PROCESS: Towards Exascale Data Processing

Supercomputing can be streamlined for simplicity and flexibility: This is the experience from the EU project PROCESS, short for Providing Computing Solution for Exascale Challenges. Since autumn 2017, six research institutes, together with Lufthansa and the Spanish dissemination specialist Inmark, have been building a software portal for High Performance Computing (HPC) and developing programs for processing huge amounts of data from research and industry.

Munich’s Ludwig-Maximilians-University (LMU) coordinates the project, supports the individual organizations in software development and, together with the Leibniz Supercomputing Center (LRZ) in Garching, provides storage space and access to raw data: “PROCESS already offers modular and generalizable open source solutions for processing big and extreme data,” explains Maximilian Höb, a PhD student at the Department of Computer Science at Ludwig-Maximilians-University and technical coordinator of PROCESS: “We decided on a container model at the start because it allows applications for supercomputing to be executed at any HPC cluster, free of computer and software dependencies.“

HPC software for sharing and collaboration

With PROCESS software solutions, scientists can adapt their own applications better to the requirements of supercomputers. The participating scientific HPC centres in Germany, the Netherlands, Poland and Slovakia can jointly manage computing power and times and distribute large data projects among themselves. The platform provides around 15 software modules for data and compute management, but also for the analysis and evaluation of large amounts of data, as well as tools for virtualizing services and for standardizing or harmonizing authentication processes and computer infrastructures.

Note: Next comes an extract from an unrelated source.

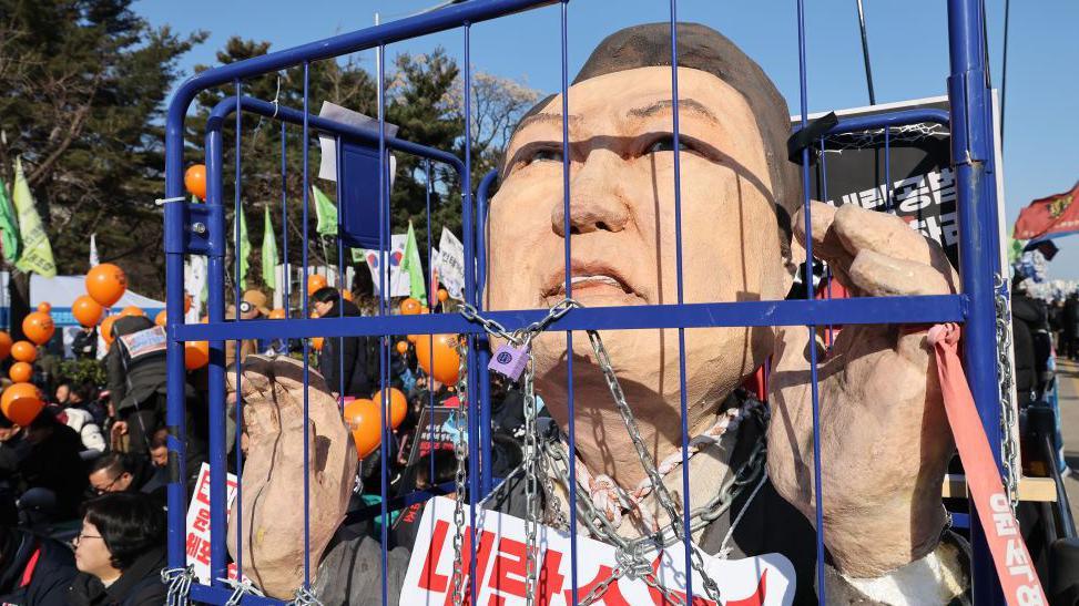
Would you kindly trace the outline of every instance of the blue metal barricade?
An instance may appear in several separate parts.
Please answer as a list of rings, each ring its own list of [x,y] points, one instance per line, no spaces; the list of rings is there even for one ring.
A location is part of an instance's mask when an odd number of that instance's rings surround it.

“To do this, we abstract the hardware and have developed a package of middleware that builds bridges between the individually programmed applications of users and different operating systems of the supercomputers,” explains Höb. In theory, PROCESS software could even forge a network of all scientific supercomputers in Europe, but at least it can promote cooperation between individual computing centres and facilitate the division of labour if data volumes in research and industry continue to grow rapidly. Since the start of PROCESS, valuable experience has also been gained in the development of HPC software for exchangeability and compatibility.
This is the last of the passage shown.